Je ne peux pas payer les droits de succession : quelles solutions envisager
Recevoir un héritage peut rapidement devenir une source d’angoisse lorsque les droits de succession s’annoncent élevés et que les liquidités font défaut. En France, l’obligation de s’acquitter de cet impôt dans un délai strict rajoute une pression supplémentaire aux héritiers déjà confrontés à une situation émotionnelle difficile. Face à ces enjeux, il est faut connaître les alternatives possibles pour gérer cette charge fiscale.
Comprendre les droits de succession et leurs modalités de paiement
Au décès d’une personne, son patrimoine regroupant biens immobiliers, meubles, argent et autres possessions, est transmis à ses héritiers, qui doivent déclarer cette succession auprès de l’administration fiscale. Cette déclaration doit être réalisée dans les six mois suivant le décès sur le territoire français, ou dans les douze mois si le décès est survenu à l’étranger.
Les droits de succession correspondent à un impôt proportionnel évalué sur la valeur totale des biens hérités. Chaque héritier paye une somme qui dépend de sa part dans l’héritage ainsi que du lien de parenté avec le défunt, caractérisé par des abattements spécifiques. Par exemple, un enfant bénéficie d’un abattement de 100 000 euros, ce qui allège considérablement sa charge fiscale par rapport à un héritier plus éloigné.
Les obligations et particularités de la déclaration de succession
La déclaration de succession recense tous les biens appartenant au défunt, leur valeur étant estimée au moment du décès selon leur état et leur nature. Cette étape est nécessaire pour ensuite calculer le montant des droits. Certaines situations, par exemple une valeur patrimoniale inférieure à 50 000 euros et aucune donation antérieure, dispensent de cette formalité pour les héritiers directs.
Il est important de noter que la loi permet à certains héritiers, notamment le conjoint survivant ou le partenaire de PACS, de bénéficier de dispenses ou exonérations, ce qui peut alléger la facture. La solidarité entre héritiers oblige que chacun s’acquitte de sa part, et si un héritier ne paie pas, les autres peuvent être tenus de couvrir la totalité des droits.

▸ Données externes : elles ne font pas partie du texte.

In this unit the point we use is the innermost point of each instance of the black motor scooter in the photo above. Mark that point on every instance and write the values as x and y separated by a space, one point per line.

Solutions concrètes quand on ne peut pas payer les droits de succession
Face à un montant inaccessible, différents dispositifs permettent de soulager les héritiers. Parmi eux, le paiement fractionné et différé figure en tête. Sous condition d’apporter des garanties et selon la composition de l’héritage, il est possible d’échelonner le règlement sur plusieurs années. Ainsi, un héritier dont le patrimoine comprend des biens peu liquides pourra étaler ses versements sur trois ans, voire jusqu’à dix ans dans certains cas examinés par l’administration fiscale.

Autre option, la dation en paiement qui consiste à remettre à l’État un bien d’exception comme une œuvre d’art ou un immeuble situé dans une zone protégée pour solder tout ou partie des droits. Cette procédure demande un agrément ministériel et une évaluation certifiée.
Recours aux solutions financières et renonciation
Le prêt bancaire, qu’il soit simple ou hypothécaire, est souvent envisagé pour couvrir ces frais. En 2026, les établissements financiers examinent soigneusement la capacité de remboursement avant d’accorder un crédit dédié au paiement des droits de succession, avec parfois la possibilité de garantir un emprunt par une hypothèque sur le bien hérité. Une manière pragmatique de dénouer une situation financière crispée.
Enfin, lorsque toutes les voies sont bloquées, la renonciation à la succession demeure une option légale. Renoncer signifie abandonner ses droits et obligations, y compris le paiement des droits de succession, mais nécessite de le faire rapidement auprès du tribunal compétent, généralement dans les quatre mois suivant le décès.